Personal information
- Full name: Alysson Marendaz Marins
- Date of birth: 26 May 1976 (age 48)
- Place of birth: Rio de Janeiro, Brazil
- Height: 1.85 m (6 ft 1 in)
- Position(s): Striker

Team information
- Current team: Avai FC

Senior career*
- Years: Team / Apps / (Gls)
- 1996–2000: CR Vasco da Gama
- 1999–2001: CFZ do Rio
- 2002–2003: Kalmar FF
- 2004: Östersund
- 2005: Perak FA
- 2007–2008: Beijing Guoan
- 2009: CFZ Imbituba
- 2010: Avaí

= Alysson (footballer, born 1976) =

Brazilian footballer

Alysson Marendaz Marins (born 26 May 1976), known as just Alysson, is a Brazilian football player.

== Career ==
As a journeyman, Alysson Marendaz Marins has played for CR Vasco da Gama, on loan for Serrano Football Club, CFZ do Rio in Brazil.

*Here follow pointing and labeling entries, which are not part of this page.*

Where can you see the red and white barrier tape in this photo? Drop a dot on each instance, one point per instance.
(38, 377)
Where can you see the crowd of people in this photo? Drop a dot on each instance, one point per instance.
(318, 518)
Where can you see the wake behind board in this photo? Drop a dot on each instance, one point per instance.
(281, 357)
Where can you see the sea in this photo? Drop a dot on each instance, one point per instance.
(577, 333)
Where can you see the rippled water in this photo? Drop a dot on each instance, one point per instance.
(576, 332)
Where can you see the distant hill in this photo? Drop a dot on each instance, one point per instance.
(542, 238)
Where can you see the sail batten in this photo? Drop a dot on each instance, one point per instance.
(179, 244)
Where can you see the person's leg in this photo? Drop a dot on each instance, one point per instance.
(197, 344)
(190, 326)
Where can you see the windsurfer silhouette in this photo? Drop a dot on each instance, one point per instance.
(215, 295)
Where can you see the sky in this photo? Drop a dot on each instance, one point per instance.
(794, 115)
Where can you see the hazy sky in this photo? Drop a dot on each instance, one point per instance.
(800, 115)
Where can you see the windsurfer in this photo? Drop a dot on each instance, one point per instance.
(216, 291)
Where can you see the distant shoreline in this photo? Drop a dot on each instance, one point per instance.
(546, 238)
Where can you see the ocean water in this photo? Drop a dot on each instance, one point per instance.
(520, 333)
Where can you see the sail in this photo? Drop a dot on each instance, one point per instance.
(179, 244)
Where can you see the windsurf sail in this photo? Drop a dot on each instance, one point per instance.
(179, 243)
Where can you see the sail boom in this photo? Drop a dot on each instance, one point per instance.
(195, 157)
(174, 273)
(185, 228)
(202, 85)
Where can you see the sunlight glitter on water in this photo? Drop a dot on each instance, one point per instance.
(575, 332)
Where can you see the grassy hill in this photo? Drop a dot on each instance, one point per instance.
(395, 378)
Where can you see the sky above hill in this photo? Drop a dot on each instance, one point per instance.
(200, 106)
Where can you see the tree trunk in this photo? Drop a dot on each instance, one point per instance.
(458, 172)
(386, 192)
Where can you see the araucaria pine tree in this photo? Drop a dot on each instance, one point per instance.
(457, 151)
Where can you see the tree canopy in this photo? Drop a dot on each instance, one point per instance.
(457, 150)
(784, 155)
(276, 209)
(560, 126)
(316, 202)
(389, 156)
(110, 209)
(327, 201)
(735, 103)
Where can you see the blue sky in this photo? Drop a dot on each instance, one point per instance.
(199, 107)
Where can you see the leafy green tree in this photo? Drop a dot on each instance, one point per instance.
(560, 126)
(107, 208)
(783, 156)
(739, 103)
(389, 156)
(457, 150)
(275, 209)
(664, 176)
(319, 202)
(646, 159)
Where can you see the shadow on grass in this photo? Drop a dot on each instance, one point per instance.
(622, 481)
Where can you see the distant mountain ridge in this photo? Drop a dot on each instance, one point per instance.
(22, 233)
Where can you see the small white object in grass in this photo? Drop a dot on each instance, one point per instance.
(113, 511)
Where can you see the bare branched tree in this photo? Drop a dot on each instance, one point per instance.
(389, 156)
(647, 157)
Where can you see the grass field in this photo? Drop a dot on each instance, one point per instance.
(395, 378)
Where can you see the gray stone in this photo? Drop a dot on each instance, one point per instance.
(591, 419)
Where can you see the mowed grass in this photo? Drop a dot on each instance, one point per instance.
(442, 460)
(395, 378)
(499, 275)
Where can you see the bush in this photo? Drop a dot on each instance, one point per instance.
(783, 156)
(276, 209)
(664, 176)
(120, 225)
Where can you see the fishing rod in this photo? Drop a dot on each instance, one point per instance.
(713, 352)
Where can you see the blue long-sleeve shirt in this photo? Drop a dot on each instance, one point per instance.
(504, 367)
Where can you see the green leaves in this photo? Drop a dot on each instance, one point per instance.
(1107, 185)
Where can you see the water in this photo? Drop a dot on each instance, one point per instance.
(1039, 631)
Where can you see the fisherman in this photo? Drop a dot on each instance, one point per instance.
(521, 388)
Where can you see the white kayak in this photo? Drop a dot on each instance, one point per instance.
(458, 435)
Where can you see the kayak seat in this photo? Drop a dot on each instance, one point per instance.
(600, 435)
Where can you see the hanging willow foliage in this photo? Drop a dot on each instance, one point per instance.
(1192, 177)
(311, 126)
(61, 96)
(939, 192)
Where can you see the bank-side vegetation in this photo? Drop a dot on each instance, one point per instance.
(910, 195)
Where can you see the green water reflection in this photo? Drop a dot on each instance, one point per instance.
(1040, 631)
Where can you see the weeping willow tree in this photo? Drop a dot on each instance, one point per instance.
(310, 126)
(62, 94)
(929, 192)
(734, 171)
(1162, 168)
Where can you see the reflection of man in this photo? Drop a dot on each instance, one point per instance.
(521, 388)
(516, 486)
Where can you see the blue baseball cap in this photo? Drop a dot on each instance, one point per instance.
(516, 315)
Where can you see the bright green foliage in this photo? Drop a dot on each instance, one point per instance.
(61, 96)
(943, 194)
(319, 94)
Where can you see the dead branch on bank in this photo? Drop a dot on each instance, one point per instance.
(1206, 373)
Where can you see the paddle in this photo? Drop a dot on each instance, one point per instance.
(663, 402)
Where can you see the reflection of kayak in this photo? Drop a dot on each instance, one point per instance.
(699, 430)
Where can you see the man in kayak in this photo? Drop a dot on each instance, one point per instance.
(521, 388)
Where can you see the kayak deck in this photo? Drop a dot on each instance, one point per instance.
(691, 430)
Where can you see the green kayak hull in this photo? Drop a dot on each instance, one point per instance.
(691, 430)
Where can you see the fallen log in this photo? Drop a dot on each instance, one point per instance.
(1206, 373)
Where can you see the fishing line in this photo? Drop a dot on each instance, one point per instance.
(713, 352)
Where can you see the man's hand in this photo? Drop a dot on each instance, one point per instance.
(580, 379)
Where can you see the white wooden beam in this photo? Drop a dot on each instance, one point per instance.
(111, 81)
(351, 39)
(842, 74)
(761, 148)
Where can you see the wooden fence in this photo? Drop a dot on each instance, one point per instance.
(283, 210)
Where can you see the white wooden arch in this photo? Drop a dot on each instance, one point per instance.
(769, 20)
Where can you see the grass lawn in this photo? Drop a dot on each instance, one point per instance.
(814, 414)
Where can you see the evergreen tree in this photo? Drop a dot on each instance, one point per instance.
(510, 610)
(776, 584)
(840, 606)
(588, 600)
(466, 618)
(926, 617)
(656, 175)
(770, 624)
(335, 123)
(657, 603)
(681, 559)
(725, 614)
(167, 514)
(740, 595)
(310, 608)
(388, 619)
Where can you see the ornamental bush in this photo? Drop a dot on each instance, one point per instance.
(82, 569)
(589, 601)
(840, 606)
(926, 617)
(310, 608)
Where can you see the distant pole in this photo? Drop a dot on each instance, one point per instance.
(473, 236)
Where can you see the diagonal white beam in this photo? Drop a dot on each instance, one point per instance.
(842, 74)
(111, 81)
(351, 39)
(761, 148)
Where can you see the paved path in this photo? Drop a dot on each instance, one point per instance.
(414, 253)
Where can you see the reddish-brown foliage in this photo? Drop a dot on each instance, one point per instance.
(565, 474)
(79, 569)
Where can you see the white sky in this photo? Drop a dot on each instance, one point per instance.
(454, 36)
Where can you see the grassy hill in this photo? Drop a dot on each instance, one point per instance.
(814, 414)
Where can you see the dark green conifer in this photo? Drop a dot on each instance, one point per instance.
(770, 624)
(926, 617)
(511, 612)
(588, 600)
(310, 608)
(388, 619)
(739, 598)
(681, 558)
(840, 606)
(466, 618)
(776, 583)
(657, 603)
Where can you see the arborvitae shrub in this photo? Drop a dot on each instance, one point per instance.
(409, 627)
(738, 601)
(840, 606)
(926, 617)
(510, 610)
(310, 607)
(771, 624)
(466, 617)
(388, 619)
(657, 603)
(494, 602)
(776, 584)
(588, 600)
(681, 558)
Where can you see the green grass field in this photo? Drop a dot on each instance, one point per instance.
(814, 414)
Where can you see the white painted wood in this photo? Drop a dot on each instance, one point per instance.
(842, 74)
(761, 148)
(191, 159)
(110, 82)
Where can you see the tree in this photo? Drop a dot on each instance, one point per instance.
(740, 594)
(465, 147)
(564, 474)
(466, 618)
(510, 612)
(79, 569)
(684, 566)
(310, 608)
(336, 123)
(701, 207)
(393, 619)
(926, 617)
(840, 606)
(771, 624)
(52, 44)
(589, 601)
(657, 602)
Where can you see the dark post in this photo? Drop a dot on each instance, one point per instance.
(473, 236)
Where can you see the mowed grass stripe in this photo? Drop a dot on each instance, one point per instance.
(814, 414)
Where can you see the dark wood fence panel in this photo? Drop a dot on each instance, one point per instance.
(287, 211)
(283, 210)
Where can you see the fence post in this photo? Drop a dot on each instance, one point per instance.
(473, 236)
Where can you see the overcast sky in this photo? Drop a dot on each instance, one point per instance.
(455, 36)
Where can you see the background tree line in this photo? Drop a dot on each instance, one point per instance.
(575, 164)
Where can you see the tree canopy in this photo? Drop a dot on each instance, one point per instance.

After having trialed with AIK in Sweden, Alysson joined Swedish club Kalmar FF in 2002. Alysson was the first of several Brazilian players to play for the club in the 2000s. He scored in his debut against Elfsborg. He then continued to Östersund in Sweden, Perak FA in Malaysia, and Chinese Super League club Beijing Guoan. He played for CFZ Imbituba. In 2010, Alysson signed a contract with Avaí.